The fact is, it was the so-called ``mainstream’’ religions that long ago decided, in their role of defining truth for us, to focus so heavily on what’s going on between our legs. Of course, the purveyors of that focus didn’t intend for anyone to take it and put it on an altar and start worshipping it, as Alvin does. But then, the architects of Judaism didn’t exactly expect anyone to pluck one obscure carpenter from their midst and build a religion around him, either . . .

 

 

c:/notes/thoughts/crimetvshow436

I caught part of one television plot in which the murder victim was shown before the murder. She was a woman – blonde, skinny – and she was trapped in a well by the killer. (I don’t know if he was wearing gloves.) She was crying; she knew she was going to die, and we knew it, too, because the show jumped forward and backward in time, interspersing the image of her crying in the muddy well with the image of her corpse on a slab in the morgue. The forensic team gallantly rallied around to find her killer, but they were running out of time.

I know she was merely an actress in a fictional rendition, of course – that as soon as the director yelled ``cut,’’ she would arise from the slab and head out to be murdered on some other show next week – but those few minutes of fictional plotline disturbed me more than any of the most explicitly real porn I’d ever viewed back in my porn-viewing days. For a long time, I couldn’t get it out of my mind; not just the plot of the show, but my notion of what kind of people put the show together, and what kind of people watched it, and what it was that they thought about the nature of life.

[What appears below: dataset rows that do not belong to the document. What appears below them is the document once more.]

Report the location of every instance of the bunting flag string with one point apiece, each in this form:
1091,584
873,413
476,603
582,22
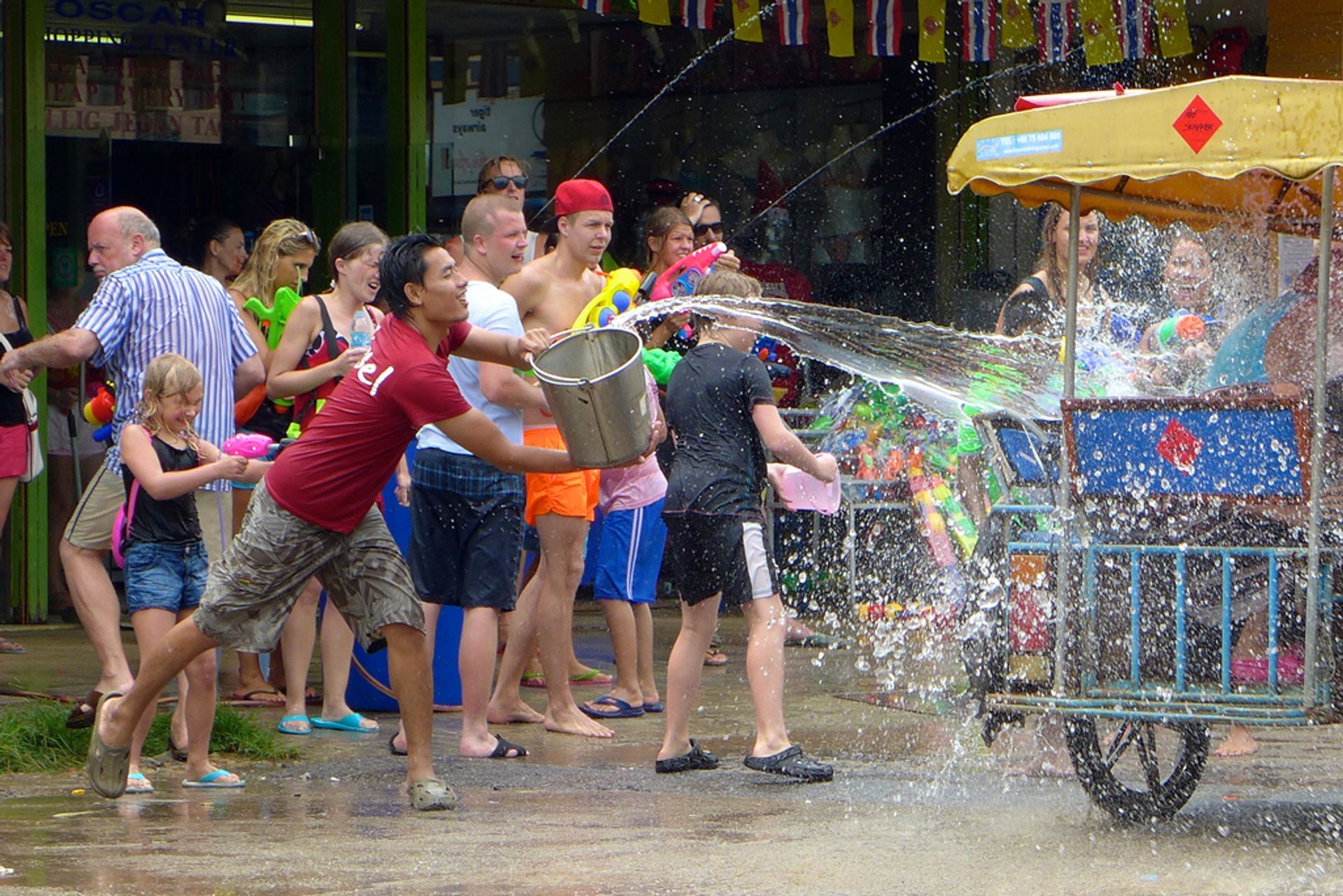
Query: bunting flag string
1055,23
1135,29
1100,33
978,30
1173,29
794,17
746,20
932,31
884,27
1017,29
655,13
839,27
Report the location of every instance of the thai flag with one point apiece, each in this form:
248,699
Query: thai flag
979,30
1055,23
884,27
793,22
1135,27
696,14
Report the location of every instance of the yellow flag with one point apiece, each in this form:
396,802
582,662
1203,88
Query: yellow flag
1100,31
1017,30
932,30
839,27
746,20
1173,29
655,13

And the fact that they are all, as whole, closer to ``normal’’ than I am.

I am, after all, a pornographer, and an atheist – two strikes against me in a society of religious believers whose beliefs include the certainty that the commercial presentation of sex is intrinsically immoral.

 

 

c:/breakfastofchampions

In the book that Beth lent me back in college, ``Breakfast of Champions,’’ one of the character’s tombstones contains this inscription: ``We are healthy only to the extent that our ideas are humane.’’ That’s true, isn’t it? I mean, could anyone really argue with that? (The book was banned in some places, because of the drawing of the vagina.)

 

 

c:/my documents/misc/clarence9356

``This is an ugly place,’’ Clarence said one day, suddenly, apropos of nothing, motioning with his eyes around the mail room. (This was a few months after I started there.) ``We can’t eliminate ugliness from all of our settings, but we can bring beauty into them. If we don’t try to do that – if we just accept the ugliness around us without making even the most meager attempt to soften its edges with whatever beauty we can find – then what the hell’s the point? We have to stand up to ugliness.’’

I looked at him silently. I didn’t know what he was talking about.

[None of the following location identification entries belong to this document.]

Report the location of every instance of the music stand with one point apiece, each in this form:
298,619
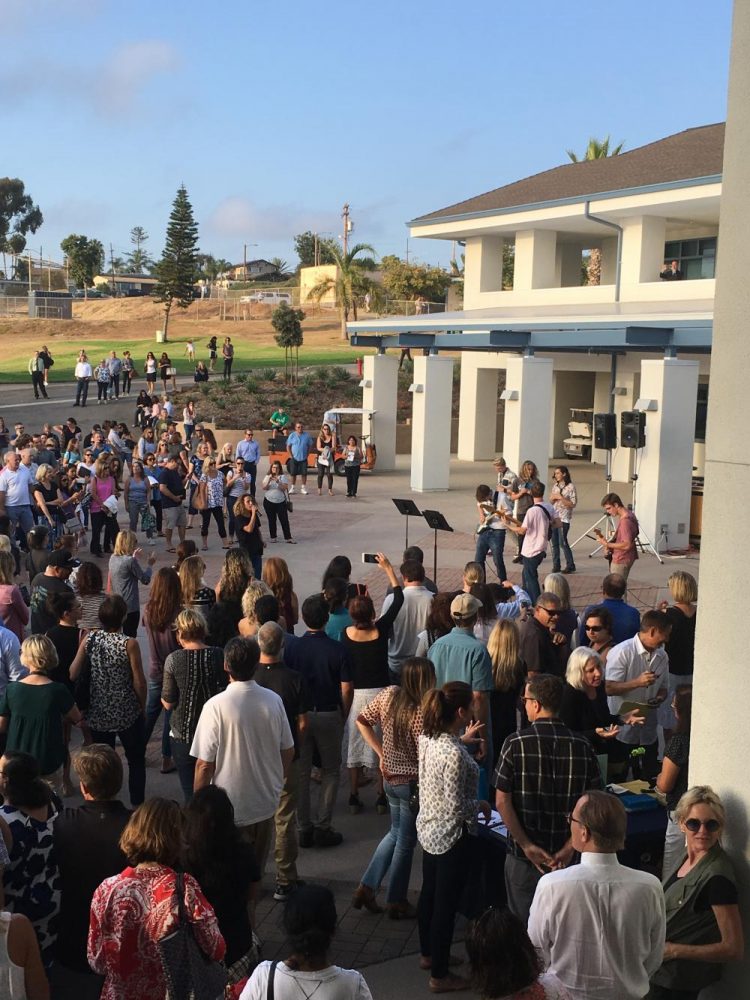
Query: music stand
438,523
407,507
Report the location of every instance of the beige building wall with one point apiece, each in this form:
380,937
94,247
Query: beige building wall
720,742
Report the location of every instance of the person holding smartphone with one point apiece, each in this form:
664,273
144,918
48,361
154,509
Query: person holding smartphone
275,501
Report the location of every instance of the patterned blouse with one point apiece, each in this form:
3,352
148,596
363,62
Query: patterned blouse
32,879
114,703
130,912
447,792
400,761
215,490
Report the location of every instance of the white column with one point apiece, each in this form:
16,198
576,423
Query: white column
381,395
431,423
719,741
483,267
478,406
527,418
534,265
642,249
665,464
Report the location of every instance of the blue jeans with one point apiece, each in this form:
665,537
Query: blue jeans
153,710
530,576
559,539
492,541
396,849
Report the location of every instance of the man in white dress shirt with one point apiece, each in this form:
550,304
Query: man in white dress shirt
599,926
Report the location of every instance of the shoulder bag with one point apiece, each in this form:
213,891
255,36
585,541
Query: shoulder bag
200,499
189,974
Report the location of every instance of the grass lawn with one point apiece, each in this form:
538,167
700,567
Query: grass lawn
100,327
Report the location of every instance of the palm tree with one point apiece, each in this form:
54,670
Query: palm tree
597,149
351,281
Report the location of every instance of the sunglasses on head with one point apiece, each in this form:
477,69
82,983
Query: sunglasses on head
709,825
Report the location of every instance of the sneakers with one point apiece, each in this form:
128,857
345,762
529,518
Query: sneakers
327,837
283,890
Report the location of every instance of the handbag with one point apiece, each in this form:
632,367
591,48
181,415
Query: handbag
200,498
414,796
189,973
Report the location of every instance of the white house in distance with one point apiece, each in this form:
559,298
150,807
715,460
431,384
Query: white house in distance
635,341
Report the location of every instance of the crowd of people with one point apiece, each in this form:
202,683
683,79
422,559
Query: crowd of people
493,705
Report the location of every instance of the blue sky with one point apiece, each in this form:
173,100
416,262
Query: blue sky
273,115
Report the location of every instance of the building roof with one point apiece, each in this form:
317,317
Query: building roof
688,155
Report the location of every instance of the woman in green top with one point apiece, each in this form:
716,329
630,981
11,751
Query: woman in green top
32,711
704,927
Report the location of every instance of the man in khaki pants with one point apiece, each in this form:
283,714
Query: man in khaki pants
292,688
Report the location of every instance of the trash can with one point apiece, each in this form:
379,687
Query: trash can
696,514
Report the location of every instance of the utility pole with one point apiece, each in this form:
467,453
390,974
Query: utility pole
347,227
112,269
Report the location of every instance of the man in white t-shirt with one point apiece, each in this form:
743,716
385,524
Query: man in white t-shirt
244,744
538,524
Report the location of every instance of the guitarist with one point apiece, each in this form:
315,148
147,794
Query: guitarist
490,531
538,524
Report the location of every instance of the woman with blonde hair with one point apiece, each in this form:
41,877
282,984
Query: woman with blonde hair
195,593
446,824
211,489
276,574
192,675
102,487
33,710
14,612
131,912
508,675
704,925
567,622
680,646
397,713
125,573
248,625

``The plant,’’ he said, finally, in response to my questioning silence. ``You asked why I bring in the plant. That’s why.’’

 

 

c:/notes/chat/minnie98725

 

MinniMous:      am I one?

 

Alvn:                one what?

 

MinniMous:      you know –

 

MinniMous:      ``m.  i.  l.  f.’’

 

Alvn:                oh. i am sorry about all that.

 

Alvn:                Gem and her f’ing mouth.

 

 

c:/notes/thoughts/crimetvshow438

A televised peek at Janet Jackson’s right nipple justifies national controversy and federal litigation and a Supreme Court review and a half-million-dollar fine. But the representation of a crying, terrified woman being trapped in a muddy hole prior to her torture and murder is perfectly legitimate primetime entertainment. So long as she keeps her shirt on.

And they call me a pervert.

 

 

c:/notes/thoughts/crimetvshow437

The woman in the well was wearing makeup. That part bugged me more than anything.

 

 

c:/notes/chat/minnie98726

             

MinniMous:      so. am I one?

 

Alvn:                hmmm.

 

Alvn:                Let’s see . . .

 

Alvn:                . . . .

 

MinniMous:      !

 

MinniMous:      >:(

 

Alvn:                lol!

 

Alvn:                oh Minnie . . .

 

Alvn:                u are the ULTIMATE milf, dear.